Ao rejeitar o pedido, Dino afirmou que a Associação Brasileira de Psicologia do Tráfego (Abrapsit) não possui legitimidade jurídica para questionar a Medida Provisória nº 1.327/2025, que instituiu o chamado cadastro de bons condutores. Na prática, a nova regra dispensa esses motoristas da realização de exames de aptidão física e mental no momento da renovação da CNH.
A decisão vai além de um simples entrave processual. O ministro também optou por não analisar o mérito da ação direta de inconstitucionalidade, encerrando o debate no STF sem avaliar, de forma aprofundada, os impactos da medida sobre a segurança no trânsito.
“Admitir-se a legitimação extraordinária da Abrapsit significa atribuir-lhe a representação em juízo de interesses de uma comunidade muito mais ampla do que a dos seus associados”, afirmou Dino, destacando que a entidade não poderia falar em nome de todos os motoristas brasileiros.
Economia para uns, risco para outros
Segundo dados divulgados pelo Ministério dos Transportes, a renovação automática da CNH já beneficiou 323.459 motoristas, gerando uma economia estimada em R$ 226 milhões — valores que deixaram de ser gastos com exames médicos, psicológicos e taxas administrativas.
O governo celebra os números como um avanço burocrático e financeiro. No entanto, especialistas alertam para um possível afrouxamento dos critérios de segurança, sobretudo em um país que ainda registra índices elevados de acidentes e mortes no trânsito.

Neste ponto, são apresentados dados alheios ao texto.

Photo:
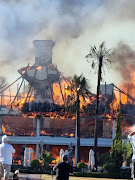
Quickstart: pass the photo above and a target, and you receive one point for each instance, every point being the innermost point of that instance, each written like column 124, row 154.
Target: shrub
column 35, row 163
column 81, row 165
column 103, row 158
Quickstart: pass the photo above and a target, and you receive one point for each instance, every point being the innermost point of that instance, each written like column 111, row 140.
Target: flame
column 39, row 67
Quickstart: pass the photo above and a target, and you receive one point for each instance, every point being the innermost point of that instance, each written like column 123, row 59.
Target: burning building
column 40, row 120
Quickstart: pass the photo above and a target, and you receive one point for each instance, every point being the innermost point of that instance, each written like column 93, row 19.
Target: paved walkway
column 49, row 177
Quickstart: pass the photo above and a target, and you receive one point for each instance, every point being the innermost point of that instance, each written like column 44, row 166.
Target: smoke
column 72, row 24
column 124, row 57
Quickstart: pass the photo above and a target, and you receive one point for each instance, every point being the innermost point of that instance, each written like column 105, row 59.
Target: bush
column 103, row 158
column 35, row 163
column 81, row 165
column 118, row 175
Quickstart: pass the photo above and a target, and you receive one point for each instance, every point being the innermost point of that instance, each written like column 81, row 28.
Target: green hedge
column 121, row 175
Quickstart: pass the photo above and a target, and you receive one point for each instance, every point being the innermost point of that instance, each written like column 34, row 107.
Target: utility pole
column 78, row 127
column 97, row 109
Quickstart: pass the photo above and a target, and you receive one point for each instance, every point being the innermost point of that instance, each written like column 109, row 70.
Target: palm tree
column 78, row 87
column 99, row 57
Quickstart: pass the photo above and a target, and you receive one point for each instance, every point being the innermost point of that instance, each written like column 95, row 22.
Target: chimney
column 43, row 52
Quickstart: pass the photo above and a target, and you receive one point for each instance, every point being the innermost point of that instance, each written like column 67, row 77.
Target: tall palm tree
column 99, row 57
column 78, row 88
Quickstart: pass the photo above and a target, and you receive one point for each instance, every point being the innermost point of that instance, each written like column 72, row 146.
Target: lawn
column 48, row 177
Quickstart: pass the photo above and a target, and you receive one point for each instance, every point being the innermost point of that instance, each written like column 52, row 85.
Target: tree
column 98, row 57
column 78, row 88
column 117, row 147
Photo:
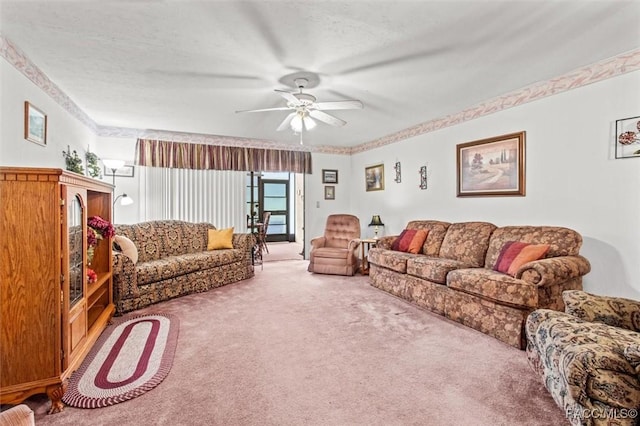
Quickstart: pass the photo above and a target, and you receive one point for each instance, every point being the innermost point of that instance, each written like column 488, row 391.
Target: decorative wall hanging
column 493, row 166
column 329, row 192
column 423, row 177
column 374, row 177
column 329, row 176
column 628, row 137
column 124, row 171
column 35, row 124
column 398, row 178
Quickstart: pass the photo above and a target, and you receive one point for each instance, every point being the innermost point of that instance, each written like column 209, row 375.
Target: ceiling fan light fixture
column 296, row 123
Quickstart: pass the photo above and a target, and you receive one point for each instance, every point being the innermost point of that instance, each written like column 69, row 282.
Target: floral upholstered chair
column 589, row 357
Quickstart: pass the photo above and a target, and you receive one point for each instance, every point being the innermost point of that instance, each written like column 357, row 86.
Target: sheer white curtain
column 213, row 196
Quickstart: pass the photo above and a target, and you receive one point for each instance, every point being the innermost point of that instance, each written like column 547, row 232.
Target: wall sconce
column 376, row 222
column 423, row 177
column 398, row 178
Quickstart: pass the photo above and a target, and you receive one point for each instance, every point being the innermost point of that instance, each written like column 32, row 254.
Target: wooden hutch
column 50, row 316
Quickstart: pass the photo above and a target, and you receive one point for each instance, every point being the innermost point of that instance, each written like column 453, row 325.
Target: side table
column 365, row 245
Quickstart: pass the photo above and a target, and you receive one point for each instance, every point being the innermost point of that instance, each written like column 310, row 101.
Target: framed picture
column 35, row 124
column 493, row 166
column 124, row 171
column 329, row 192
column 329, row 176
column 374, row 177
column 628, row 137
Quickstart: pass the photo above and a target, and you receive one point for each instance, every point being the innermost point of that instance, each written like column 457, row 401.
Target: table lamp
column 376, row 222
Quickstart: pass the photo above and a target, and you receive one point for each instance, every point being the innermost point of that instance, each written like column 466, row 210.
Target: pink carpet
column 292, row 348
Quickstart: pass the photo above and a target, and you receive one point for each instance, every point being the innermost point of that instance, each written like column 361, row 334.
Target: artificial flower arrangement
column 92, row 277
column 97, row 229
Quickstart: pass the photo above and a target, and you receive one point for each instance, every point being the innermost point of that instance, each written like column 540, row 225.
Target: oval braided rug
column 132, row 356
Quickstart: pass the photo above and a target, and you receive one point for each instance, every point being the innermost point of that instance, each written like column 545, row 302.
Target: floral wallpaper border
column 608, row 68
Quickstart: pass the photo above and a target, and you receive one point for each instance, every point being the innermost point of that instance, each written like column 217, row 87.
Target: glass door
column 274, row 194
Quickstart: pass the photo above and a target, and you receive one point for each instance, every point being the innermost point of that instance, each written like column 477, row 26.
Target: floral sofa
column 589, row 357
column 173, row 260
column 453, row 274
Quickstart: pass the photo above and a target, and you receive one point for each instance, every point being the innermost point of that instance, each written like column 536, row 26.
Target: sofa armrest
column 125, row 277
column 597, row 375
column 614, row 311
column 386, row 241
column 318, row 242
column 554, row 270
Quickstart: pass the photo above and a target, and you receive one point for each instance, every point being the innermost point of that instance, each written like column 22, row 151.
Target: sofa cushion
column 214, row 258
column 562, row 241
column 163, row 269
column 514, row 254
column 467, row 242
column 394, row 260
column 433, row 268
column 495, row 286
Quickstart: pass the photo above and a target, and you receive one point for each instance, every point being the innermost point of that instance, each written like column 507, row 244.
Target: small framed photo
column 628, row 137
column 124, row 171
column 374, row 177
column 329, row 192
column 492, row 167
column 35, row 124
column 329, row 176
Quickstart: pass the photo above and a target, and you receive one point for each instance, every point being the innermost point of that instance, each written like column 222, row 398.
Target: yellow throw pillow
column 220, row 239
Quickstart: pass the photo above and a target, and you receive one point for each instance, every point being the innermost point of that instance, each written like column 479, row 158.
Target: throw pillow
column 127, row 247
column 514, row 254
column 417, row 242
column 220, row 239
column 410, row 240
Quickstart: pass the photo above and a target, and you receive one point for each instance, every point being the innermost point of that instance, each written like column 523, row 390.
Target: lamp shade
column 376, row 221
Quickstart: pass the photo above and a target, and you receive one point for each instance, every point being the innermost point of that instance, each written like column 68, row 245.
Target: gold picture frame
column 374, row 177
column 35, row 124
column 492, row 167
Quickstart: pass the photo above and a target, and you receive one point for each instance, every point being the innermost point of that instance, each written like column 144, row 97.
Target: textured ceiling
column 187, row 66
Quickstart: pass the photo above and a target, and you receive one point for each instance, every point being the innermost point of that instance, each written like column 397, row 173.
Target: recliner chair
column 336, row 252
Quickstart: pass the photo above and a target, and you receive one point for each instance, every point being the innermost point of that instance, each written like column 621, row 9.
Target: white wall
column 572, row 178
column 63, row 129
column 316, row 207
column 123, row 149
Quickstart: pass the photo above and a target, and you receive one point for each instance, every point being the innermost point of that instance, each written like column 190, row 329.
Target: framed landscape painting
column 35, row 124
column 492, row 167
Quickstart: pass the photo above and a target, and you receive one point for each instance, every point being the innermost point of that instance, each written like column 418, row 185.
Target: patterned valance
column 181, row 155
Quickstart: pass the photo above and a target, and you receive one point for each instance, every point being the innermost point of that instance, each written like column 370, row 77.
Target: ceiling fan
column 305, row 108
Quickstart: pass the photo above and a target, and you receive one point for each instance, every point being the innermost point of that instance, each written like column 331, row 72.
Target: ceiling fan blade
column 289, row 97
column 348, row 104
column 265, row 109
column 286, row 122
column 326, row 118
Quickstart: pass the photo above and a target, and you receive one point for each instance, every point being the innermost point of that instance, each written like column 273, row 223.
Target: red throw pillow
column 417, row 242
column 410, row 240
column 514, row 254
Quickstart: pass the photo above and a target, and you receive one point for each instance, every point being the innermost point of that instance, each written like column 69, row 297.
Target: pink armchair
column 337, row 251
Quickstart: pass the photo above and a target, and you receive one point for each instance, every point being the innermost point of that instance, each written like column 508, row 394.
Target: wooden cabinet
column 50, row 316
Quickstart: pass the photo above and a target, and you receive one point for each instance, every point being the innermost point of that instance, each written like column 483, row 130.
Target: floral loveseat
column 453, row 274
column 589, row 357
column 173, row 260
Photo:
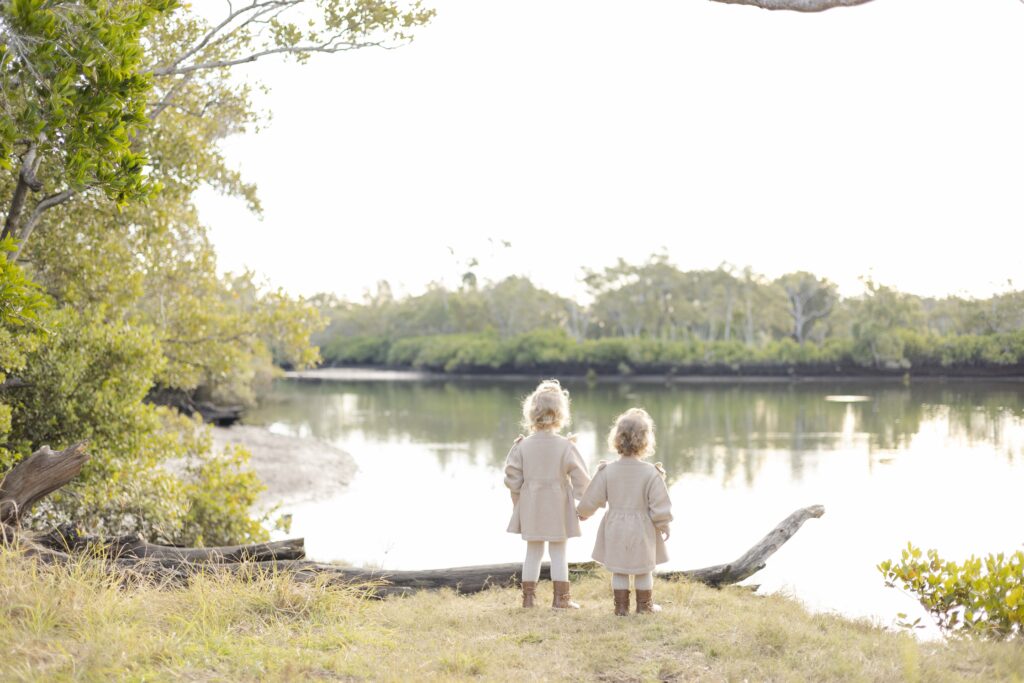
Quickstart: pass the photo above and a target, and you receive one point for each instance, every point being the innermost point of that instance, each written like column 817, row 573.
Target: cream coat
column 629, row 540
column 545, row 474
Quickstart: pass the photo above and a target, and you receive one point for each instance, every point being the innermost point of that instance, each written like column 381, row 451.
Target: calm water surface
column 938, row 464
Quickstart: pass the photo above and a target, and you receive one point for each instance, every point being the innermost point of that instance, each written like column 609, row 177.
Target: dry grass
column 79, row 624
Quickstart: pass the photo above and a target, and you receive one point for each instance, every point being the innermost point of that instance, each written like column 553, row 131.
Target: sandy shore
column 294, row 469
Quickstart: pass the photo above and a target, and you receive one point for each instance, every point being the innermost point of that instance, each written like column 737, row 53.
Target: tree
column 810, row 299
column 138, row 302
column 877, row 319
column 797, row 5
column 80, row 84
column 75, row 96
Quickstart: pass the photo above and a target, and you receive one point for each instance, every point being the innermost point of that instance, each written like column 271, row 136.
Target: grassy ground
column 58, row 625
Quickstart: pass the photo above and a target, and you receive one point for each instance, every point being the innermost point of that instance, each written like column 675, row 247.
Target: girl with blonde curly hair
column 546, row 475
column 631, row 539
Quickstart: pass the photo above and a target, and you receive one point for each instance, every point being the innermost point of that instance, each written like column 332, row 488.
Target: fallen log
column 134, row 547
column 468, row 579
column 46, row 470
column 754, row 559
column 35, row 477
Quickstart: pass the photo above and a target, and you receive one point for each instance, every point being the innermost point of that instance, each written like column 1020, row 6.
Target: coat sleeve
column 513, row 471
column 577, row 471
column 596, row 495
column 658, row 504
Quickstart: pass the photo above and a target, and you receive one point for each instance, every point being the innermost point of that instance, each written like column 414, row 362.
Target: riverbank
column 294, row 470
column 81, row 624
column 387, row 374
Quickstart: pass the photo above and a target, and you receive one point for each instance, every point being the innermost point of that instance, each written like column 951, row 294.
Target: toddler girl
column 546, row 475
column 631, row 539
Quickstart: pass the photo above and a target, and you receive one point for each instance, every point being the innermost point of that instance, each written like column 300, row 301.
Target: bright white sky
column 884, row 139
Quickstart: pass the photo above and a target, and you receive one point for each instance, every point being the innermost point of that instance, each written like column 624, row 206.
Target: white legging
column 535, row 554
column 641, row 582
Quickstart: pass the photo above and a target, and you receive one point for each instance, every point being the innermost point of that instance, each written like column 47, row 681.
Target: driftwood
column 165, row 563
column 754, row 559
column 46, row 470
column 35, row 477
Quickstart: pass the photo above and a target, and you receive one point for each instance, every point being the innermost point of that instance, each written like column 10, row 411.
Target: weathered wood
column 754, row 559
column 37, row 476
column 464, row 580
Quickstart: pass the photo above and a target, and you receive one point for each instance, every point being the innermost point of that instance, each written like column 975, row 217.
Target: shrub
column 978, row 598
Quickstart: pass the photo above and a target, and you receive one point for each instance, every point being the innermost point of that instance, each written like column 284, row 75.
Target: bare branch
column 44, row 205
column 325, row 48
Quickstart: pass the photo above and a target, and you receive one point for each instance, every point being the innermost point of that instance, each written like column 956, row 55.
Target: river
column 939, row 464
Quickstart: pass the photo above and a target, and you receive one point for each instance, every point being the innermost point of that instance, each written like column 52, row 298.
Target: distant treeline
column 654, row 318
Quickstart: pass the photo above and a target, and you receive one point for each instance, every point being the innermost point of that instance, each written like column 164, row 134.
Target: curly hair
column 633, row 434
column 546, row 408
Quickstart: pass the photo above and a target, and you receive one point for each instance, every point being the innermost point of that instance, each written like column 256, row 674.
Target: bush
column 88, row 381
column 977, row 598
column 365, row 350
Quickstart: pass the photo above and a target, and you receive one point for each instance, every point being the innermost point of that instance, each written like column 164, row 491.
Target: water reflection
column 721, row 431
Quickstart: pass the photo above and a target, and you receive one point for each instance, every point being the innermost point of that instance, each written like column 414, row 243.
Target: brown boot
column 645, row 603
column 622, row 598
column 528, row 593
column 562, row 600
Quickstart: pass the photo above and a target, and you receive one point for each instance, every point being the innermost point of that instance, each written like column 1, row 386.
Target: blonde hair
column 633, row 433
column 547, row 408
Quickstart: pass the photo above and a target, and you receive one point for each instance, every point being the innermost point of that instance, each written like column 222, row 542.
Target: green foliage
column 22, row 304
column 221, row 492
column 652, row 317
column 88, row 381
column 980, row 597
column 74, row 88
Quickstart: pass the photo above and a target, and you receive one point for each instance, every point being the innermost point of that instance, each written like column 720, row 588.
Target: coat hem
column 634, row 570
column 548, row 539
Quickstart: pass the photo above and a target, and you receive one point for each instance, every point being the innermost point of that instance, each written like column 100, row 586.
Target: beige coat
column 545, row 473
column 629, row 540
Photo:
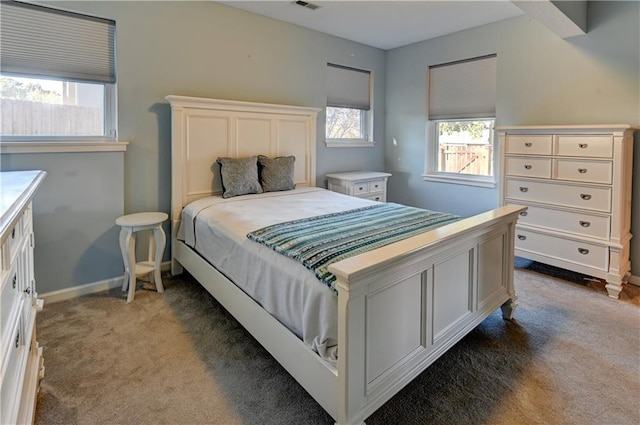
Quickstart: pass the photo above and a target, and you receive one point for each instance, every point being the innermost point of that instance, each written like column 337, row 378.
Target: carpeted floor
column 571, row 356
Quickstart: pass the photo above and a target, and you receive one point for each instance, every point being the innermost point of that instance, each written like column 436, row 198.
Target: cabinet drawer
column 589, row 198
column 529, row 145
column 12, row 379
column 584, row 171
column 583, row 224
column 9, row 301
column 529, row 167
column 376, row 186
column 590, row 146
column 360, row 188
column 586, row 254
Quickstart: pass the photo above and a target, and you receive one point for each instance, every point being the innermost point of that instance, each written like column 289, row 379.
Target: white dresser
column 22, row 362
column 362, row 184
column 576, row 181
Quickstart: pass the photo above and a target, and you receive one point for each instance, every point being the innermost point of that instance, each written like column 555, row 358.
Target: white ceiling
column 384, row 24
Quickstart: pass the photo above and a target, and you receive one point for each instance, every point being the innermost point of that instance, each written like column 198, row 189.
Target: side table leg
column 125, row 256
column 131, row 242
column 160, row 240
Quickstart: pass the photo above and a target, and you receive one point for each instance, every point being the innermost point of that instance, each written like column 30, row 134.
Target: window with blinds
column 349, row 114
column 461, row 107
column 57, row 74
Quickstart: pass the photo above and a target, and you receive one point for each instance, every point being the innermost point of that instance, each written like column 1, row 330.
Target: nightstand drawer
column 529, row 145
column 582, row 253
column 589, row 146
column 589, row 225
column 584, row 171
column 529, row 167
column 589, row 198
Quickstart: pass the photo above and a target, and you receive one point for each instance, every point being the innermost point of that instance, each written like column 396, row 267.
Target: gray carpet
column 572, row 356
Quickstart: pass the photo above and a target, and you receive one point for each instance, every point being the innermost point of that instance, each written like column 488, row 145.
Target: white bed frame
column 400, row 307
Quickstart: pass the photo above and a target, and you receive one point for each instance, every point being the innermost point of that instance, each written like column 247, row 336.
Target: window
column 460, row 139
column 349, row 115
column 57, row 75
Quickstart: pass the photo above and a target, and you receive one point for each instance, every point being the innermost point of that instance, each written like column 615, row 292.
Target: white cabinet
column 362, row 184
column 576, row 181
column 22, row 363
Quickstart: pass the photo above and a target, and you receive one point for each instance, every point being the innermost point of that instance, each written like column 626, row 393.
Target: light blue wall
column 74, row 212
column 198, row 48
column 541, row 79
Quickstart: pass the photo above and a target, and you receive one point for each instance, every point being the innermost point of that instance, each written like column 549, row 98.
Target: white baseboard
column 89, row 288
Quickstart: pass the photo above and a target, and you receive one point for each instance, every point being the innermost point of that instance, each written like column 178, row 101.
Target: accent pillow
column 239, row 176
column 276, row 173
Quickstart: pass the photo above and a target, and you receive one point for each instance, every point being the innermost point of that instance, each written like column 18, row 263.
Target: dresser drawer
column 12, row 381
column 376, row 186
column 589, row 198
column 593, row 226
column 529, row 145
column 529, row 167
column 10, row 302
column 586, row 254
column 588, row 146
column 584, row 171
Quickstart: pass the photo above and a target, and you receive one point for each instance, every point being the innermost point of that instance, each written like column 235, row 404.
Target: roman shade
column 38, row 40
column 465, row 89
column 348, row 87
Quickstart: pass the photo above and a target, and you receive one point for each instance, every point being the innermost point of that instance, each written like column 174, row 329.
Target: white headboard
column 204, row 129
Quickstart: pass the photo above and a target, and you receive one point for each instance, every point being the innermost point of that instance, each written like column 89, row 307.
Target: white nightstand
column 362, row 184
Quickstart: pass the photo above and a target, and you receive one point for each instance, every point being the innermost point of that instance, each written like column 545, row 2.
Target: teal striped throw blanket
column 316, row 242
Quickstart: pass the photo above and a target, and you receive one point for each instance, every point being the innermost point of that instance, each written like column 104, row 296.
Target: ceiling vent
column 306, row 4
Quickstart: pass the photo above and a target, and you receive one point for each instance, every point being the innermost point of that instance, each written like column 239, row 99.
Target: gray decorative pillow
column 239, row 176
column 276, row 173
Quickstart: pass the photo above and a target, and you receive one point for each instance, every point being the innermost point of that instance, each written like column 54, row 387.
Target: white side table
column 132, row 223
column 361, row 184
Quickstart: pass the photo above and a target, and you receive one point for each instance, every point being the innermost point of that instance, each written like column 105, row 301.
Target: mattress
column 217, row 229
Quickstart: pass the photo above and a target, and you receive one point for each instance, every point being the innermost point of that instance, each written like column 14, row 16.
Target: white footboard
column 404, row 305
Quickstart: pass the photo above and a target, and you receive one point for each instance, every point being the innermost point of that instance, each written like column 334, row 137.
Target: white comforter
column 217, row 228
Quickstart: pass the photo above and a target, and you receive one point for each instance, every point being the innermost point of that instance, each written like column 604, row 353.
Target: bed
column 397, row 308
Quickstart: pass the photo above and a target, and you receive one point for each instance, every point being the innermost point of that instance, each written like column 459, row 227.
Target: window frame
column 108, row 141
column 366, row 119
column 432, row 153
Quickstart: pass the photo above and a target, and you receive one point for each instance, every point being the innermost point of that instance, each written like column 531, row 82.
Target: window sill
column 348, row 143
column 477, row 181
column 62, row 146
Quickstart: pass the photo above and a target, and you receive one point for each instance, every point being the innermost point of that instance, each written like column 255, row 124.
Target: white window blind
column 348, row 87
column 38, row 40
column 465, row 89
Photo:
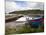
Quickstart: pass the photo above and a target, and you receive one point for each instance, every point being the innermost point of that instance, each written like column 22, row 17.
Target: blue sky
column 22, row 5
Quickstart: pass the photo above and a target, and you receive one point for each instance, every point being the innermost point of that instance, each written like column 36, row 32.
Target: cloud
column 22, row 5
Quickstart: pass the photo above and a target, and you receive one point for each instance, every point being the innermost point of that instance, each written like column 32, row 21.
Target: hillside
column 28, row 12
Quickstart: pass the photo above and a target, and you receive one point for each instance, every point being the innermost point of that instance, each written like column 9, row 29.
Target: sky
column 12, row 5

Para críticos da medida, não ser multado não é sinônimo de aptidão física e mental, especialmente em um contexto de envelhecimento da população, aumento de doenças crônicas e uso de medicamentos que podem comprometer reflexos e atenção ao volante.
Debate silenciado?
A negativa do STF em sequer analisar o mérito da ação levanta questionamentos sobre a condução do tema em nível institucional. Para entidades da área de saúde e segurança viária, o Judiciário perdeu a oportunidade de promover um debate técnico e aprofundado sobre os riscos e benefícios da flexibilização.
Enquanto isso, a renovação automática segue valendo, impulsionada pelo discurso da economia e da desburocratização — ainda que sob a sombra de uma pergunta incômoda: até que ponto reduzir custos pode custar vidas no trânsito brasileiro?
A polêmica está longe de terminar. Fora dos tribunais, o tema promete continuar dividindo especialistas, motoristas e a sociedade, em um embate direto entre eficiência administrativa e responsabilidade com a vida.